As I said, history is strong at the Corinth excavations, more so, I think, than in Athens at the School. I didn’t have to ask quite so many questions to get quite so many good stories. Nancy Bookidis, Assistant Director Emerita, had some great ones about her time as a Regular Member, told with Ron Stroud over double helpings of pastichio in the dig house. Apparently, our whining about the necessity of lunch breaks is the whining of the spoiled; in Nancy’s year, as in all the years before, every lunch was a picnic lunch, and the acquisition of food was handed out to a handful of Members (the women). Nancy described getting up at 5am to search for a central market that would supply enough food for 30 people, and then, at lunch, having to deal with the guys complaining that she wasn’t slicing bread fast enough.
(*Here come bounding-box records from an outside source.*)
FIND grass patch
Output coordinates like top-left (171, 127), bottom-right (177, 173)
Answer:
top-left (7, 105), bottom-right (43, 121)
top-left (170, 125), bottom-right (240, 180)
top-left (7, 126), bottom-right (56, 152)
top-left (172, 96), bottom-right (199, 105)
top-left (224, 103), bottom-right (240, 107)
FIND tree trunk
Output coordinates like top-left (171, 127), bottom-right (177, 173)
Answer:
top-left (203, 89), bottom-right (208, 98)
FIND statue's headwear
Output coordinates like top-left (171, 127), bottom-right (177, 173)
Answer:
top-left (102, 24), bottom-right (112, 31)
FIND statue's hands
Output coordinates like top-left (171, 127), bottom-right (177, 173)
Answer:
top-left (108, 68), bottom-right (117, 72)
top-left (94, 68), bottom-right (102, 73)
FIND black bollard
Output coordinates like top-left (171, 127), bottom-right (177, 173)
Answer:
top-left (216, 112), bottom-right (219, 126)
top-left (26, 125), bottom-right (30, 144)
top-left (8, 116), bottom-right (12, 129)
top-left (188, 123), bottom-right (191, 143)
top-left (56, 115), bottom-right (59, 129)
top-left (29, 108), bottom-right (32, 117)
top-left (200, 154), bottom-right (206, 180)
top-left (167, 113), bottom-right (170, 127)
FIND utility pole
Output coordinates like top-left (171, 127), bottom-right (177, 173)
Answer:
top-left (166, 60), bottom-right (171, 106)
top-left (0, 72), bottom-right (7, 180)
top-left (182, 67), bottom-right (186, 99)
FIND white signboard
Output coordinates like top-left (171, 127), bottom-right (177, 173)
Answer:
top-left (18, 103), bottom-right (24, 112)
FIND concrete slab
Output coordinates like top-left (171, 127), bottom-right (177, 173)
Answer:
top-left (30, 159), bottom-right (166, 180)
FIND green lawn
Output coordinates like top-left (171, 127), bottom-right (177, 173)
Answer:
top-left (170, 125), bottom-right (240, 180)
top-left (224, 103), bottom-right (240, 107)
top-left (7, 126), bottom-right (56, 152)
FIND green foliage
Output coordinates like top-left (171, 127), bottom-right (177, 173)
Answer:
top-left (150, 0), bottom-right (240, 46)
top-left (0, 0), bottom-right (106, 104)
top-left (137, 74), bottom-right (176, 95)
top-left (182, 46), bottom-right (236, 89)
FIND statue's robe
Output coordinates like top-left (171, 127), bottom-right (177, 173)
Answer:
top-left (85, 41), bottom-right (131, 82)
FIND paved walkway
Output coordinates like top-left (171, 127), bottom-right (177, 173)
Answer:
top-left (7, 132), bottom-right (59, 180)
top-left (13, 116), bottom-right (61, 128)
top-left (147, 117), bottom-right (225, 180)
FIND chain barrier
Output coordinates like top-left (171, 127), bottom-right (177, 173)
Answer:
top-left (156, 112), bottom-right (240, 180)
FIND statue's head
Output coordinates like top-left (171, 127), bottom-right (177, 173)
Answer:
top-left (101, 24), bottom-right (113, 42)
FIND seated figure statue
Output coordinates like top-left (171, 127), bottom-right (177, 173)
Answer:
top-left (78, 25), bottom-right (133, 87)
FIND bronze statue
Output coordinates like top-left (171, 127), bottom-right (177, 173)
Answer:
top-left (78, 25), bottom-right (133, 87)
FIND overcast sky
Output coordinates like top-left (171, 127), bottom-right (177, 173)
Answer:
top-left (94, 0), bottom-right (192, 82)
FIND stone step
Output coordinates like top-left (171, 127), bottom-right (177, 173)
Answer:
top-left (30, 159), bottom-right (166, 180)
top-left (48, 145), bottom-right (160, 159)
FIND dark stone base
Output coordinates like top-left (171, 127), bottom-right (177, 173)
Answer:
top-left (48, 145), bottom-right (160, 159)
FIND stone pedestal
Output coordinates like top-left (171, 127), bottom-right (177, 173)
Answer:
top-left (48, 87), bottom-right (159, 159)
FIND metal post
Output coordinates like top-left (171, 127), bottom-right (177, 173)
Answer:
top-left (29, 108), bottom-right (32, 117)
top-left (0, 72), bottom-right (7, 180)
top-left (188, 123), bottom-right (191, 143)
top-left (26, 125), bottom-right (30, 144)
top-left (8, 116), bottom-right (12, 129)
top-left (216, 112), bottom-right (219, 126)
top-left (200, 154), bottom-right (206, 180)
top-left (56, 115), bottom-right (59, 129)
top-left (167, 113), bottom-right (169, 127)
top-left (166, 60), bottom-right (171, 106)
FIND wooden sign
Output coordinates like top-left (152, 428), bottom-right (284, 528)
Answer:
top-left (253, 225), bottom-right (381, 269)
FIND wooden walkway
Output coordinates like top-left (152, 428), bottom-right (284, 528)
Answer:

She also described not being able to wear pants in deference to Greek custom, and hiking through the absolutely deadly Greek underbrush wearing a skirt and socks pulled up as high as they could go, yet unable to protect against the thorns.

Ron Stroud and the wall of photos, just after pointing out a picture of his wife from the 1960s.

One of my favorite parts about Corinth was the wall of photos, packed with pictures going back to the turn of the 20th century. The Peirene Fountain in the city of Corinth, for example, was prominent in the photographs, excavated back under Bert Hodge Hill in the early 1900s.

Framed photo of Bert Hodge Hill's excavations at the Peirene Fountain.

There is also a picture of one of the School’s archaeological superstars, Carl Blegen, just after having climbed out of the subterranean tunnels of the Fountain, utterly covered in mud, beaming.
Swift and Blegen, mud besplattered. Make sure to note what a looker Carl Blegen was.

For years the young man next to him was unidentified until rumor got round and the man sent a letter to clear up the mystery: Emerson Swift.
Swift's letter from 1971, describing their experience, taped to the back of the picture frame.

Since then, others have searched the tunnels as well, better equipped, I think, then Swift and Blegen, who described tunnels so full of water and mud that they had to hold their mouths right up to the very tunnel roof in order to get oxygen.

It’s a bit cleaner in our day, but at least we can add another photo to the Peirene palimpsest accumulating at Corinth; I’ll make sure to tell the story of my first visit to all the little snot-nosed Regular Members when I’m 80, in Loring, over pastichio.

Us at the Peirene Fountain, following in the footsteps of 113 years worth of ASCSA members.